Quantum physicists win Nobel award

Two Russians and a Briton who explained the nature of matter at extremely low temperatures have won the 2003 Nobel prize for Physics.

Anthony Leggett was honoured for his work on superconductivity

Alexei Abrikosov, Vitaly Ginzburg and Anthony Leggett,  who were awarded the prize on Tuesday, are noted for their work on superconductivity, which helped in the development of magnetic imaging scanners.

The Royal Swedish Academy of Sciences said it was recognising the trio’s theories concerning two phenomena in quantum physics – superconductivity and superfluidity.

Ginzburg, 87, was head of the theory group at the PN Lebedev Physical Institute in Moscow, and Abrikosov, 75, now works at the Argonne National Laboratory in Illinois.

Revolutionary

Briton Leggett, 65, is at the University of Illinois, Urbana-Champaign.

Abrikosov said he had begun his work more than half a century ago in the Soviet Union in a scientific world that was almost unrecognisable and virtually without computers.

“All three of us have something in common – our discoveries… were done many years ago. We are pretty old people,” he said from Lemont, Illinois, on learning of the award.

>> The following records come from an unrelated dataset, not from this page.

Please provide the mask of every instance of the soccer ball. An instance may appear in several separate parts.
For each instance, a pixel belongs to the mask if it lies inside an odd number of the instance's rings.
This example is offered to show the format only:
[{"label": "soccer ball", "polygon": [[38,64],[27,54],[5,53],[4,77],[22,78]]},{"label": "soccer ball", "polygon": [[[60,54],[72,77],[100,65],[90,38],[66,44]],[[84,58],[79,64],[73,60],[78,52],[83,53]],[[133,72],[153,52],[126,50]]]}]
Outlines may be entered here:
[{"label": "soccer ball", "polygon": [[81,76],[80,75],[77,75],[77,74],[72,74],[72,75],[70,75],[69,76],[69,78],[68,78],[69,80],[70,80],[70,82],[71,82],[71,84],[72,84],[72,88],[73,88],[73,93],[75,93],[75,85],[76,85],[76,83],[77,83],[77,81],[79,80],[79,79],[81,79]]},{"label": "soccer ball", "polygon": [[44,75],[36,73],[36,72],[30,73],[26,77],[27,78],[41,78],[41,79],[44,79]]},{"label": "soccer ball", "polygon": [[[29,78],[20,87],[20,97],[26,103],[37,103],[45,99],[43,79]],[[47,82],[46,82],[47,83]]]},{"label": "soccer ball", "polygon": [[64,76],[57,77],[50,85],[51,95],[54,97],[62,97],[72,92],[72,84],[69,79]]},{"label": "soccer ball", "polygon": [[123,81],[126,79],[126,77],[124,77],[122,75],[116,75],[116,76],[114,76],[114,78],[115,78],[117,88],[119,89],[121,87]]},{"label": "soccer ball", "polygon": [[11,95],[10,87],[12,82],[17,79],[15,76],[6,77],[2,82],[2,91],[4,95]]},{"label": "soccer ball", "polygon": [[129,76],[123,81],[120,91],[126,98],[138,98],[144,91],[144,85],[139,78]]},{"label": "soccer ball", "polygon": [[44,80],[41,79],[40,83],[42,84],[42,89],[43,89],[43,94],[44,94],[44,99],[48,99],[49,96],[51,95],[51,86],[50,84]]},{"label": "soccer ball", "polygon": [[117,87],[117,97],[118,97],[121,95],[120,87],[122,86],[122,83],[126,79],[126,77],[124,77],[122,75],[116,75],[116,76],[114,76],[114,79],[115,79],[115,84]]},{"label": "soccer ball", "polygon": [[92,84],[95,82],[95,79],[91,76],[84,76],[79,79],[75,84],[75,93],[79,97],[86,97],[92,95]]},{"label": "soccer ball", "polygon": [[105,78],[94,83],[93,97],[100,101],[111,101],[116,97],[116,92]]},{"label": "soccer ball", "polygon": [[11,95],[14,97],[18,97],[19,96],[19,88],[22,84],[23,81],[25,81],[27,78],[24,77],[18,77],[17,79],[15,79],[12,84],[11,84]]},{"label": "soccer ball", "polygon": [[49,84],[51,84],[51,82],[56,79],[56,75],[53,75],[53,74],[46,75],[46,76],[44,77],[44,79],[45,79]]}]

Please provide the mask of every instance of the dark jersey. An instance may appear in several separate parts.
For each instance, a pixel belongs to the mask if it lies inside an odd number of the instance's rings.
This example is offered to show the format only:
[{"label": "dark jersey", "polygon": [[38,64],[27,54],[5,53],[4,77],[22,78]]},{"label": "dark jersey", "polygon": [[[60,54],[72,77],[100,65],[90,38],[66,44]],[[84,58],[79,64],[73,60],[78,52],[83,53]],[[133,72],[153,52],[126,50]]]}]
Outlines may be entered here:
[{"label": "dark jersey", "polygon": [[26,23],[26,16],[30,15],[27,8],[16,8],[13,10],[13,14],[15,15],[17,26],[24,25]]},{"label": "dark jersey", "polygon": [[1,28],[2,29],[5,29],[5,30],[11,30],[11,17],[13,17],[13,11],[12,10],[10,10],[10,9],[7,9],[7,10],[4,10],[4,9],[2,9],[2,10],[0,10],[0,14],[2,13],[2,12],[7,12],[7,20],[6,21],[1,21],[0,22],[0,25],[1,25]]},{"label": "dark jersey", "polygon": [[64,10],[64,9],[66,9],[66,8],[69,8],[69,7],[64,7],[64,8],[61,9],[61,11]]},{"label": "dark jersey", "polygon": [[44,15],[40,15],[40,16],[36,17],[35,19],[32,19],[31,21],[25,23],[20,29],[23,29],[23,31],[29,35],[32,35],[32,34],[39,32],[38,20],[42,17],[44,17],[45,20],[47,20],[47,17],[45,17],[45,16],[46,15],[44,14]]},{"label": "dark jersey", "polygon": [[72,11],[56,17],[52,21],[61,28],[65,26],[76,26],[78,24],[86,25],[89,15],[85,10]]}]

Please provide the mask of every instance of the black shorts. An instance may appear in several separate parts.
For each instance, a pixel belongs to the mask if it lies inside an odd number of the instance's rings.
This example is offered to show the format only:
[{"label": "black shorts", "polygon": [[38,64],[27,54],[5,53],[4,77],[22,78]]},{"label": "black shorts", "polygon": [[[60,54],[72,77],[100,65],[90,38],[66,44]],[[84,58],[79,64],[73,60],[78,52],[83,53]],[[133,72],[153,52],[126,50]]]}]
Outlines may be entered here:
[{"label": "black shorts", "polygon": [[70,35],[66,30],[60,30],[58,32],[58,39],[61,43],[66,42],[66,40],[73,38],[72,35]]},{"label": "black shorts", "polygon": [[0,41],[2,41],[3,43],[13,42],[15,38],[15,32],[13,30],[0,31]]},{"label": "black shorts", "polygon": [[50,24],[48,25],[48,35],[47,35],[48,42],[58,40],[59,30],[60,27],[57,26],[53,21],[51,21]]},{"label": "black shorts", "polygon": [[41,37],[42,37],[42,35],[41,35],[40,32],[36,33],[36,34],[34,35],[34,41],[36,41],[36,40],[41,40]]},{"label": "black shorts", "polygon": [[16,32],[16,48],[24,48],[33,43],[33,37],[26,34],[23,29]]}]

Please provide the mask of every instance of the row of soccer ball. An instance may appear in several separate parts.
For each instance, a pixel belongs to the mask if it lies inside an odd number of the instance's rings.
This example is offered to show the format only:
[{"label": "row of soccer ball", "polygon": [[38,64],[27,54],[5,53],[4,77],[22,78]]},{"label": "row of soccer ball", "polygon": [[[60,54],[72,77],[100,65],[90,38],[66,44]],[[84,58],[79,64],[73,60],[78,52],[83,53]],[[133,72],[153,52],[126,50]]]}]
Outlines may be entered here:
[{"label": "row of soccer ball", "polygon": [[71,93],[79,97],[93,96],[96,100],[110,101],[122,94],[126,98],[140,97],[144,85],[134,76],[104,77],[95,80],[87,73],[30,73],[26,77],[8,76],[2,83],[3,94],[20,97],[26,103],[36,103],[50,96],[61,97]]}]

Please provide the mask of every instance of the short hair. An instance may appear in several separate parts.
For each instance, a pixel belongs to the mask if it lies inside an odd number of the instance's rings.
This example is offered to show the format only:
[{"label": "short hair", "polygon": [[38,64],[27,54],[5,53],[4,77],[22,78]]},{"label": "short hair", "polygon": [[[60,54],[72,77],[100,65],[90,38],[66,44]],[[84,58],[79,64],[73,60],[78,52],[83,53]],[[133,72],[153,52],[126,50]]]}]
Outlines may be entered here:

Scientists say that superconductivity has still to this day potentially revolutionary applications.

Levitating trains

“Superconductivity holds the promise of a new class of electronics device which can save big energy and lead to levitating trains and improved medical imaging”

Phil Schewe,
American Institute of Physics

“Superconductivity holds the promise of a new class of electronics device which can save big energy and lead to levitating trains and improved medical imaging,” Phil Schewe, chief science writer at the American Institute of Physics, said.

The theories developed by the Russian laureates laid the groundwork for discoveries on magnetic resonance imaging (MRI), the diagnostic method used by doctors to look inside the bodies of millions of patients every year.

“They developed a theory which laid the groundwork for MRI techniques,” said academy member Professor Erik Karlsson.

“The Nobel prize (awarded) on Monday was partly thanks to the development of this theoretical work. They made it possible to have excellent pictures of the human body.”

Albert Einstein

Leggett formulated “a decisive theory” explaining how atoms interact and are ordered in the superfluid state, the Academy said.

The Nobel prize includes a cheque for more than 10 million Swedish crowns ($1.3 million) to be shared among the three. The winners join alumni including Albert Einstein.

The Nobel prizes, first awarded in 1901, were created in the will of Swedish industrialist Alfred Nobel, inventor of dynamite, who died in 1896.